Idiopathic Epididymal Obstruction is a relatively uncommon, but well-recognized condition
found in otherwise healthy azoospermic men. It is sucessfully treated with epididymovasostomy.
There is recent evidence linking this condition with CF: in one series, 37% of men so
obstructed were seen to harbor a CF gene mutation. This implies that up to one-half of patients
with idiopathic obstruction at the level of the epididymis may in fact have a genetic predisposition
or reason for the problem.
Myotonic Dystrophy is the most common reason for adult-onset muscular dystrophy. This
usually presents with cataracts, muscle atrophy, and various endocrinopathies. Most men with this
condition are noted to have testis atrophy but fertility has been reported. Infertile men may have
elevated FSH and LH with low or normal testosterone and testis biopsies show seminferous
tubule damage in 75% of cases.
Adult Polycystic Kidney Disease is an autosomal dominant disorder associated with numerous
cysts of the kidney, liver, spleen, pancreas, epididymis seminal vesicle and testis. Disease onset
usually occurs in the 3rd or 4th decade with symptoms of abdominal pain, hypertension and renal
failure. Ten-40% of patients will also have cerebral berry aneurysms. Infertility with this disease
is usually secondary to obstructing cysts in the epididymis or seminal vesicle. Serum hormones
are normal and spermatogenesis is undisturbed.
V. CONCLUSIONS
1. Infertility can be caused genetic conditions, many of which have other implications for
the health of the patient or for offspring.

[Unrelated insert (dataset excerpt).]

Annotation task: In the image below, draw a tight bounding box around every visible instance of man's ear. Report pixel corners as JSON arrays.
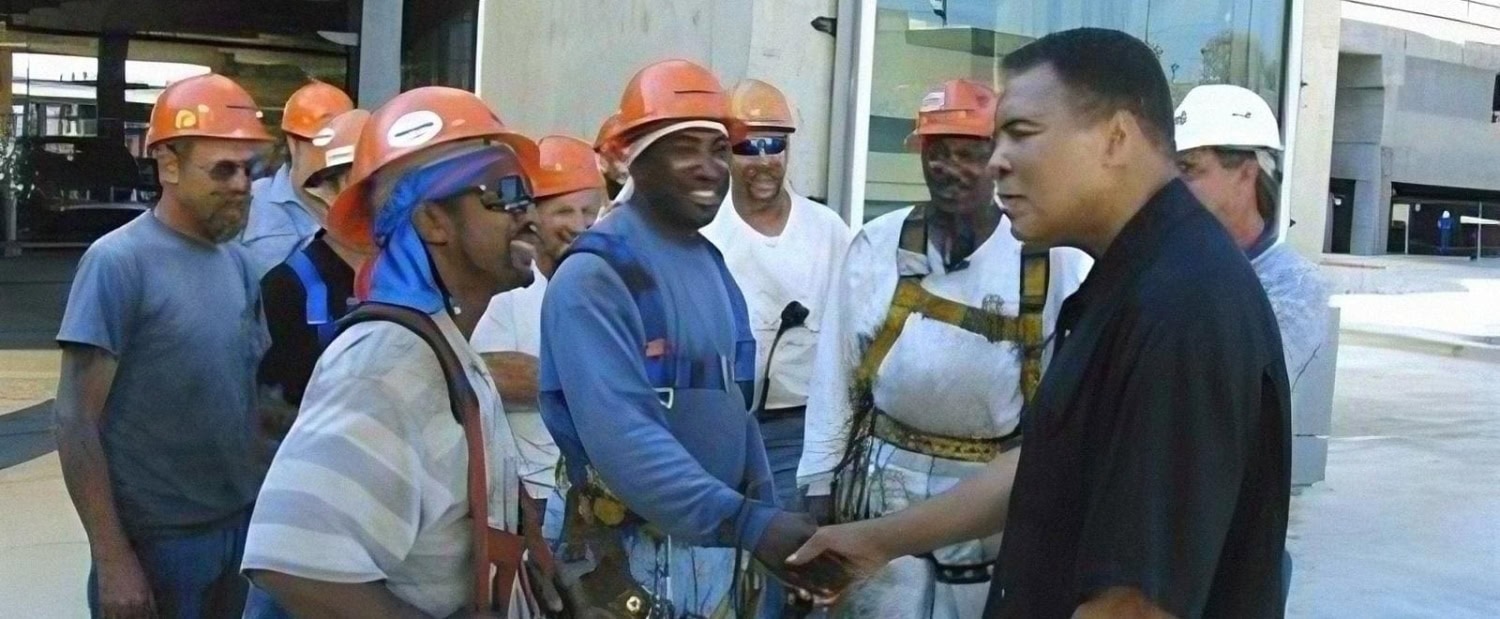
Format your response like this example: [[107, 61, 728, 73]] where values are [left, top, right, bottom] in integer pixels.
[[152, 145, 182, 184], [411, 202, 453, 244], [1104, 109, 1145, 168]]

2. These diseases can have pre-testicular, testicular and post-testicular effects on fertility.
3. Molecular genetics is a rapidly growing field that may help explain many of what are
now considered idiopathic cases of male infertility.
4. Most genetic causes of infertility can be bypassed if spermatzoa are being produced
with assisted technologies. However, it is critical that appropriate genetic
counseling be given to couples who seek biological pregnancies.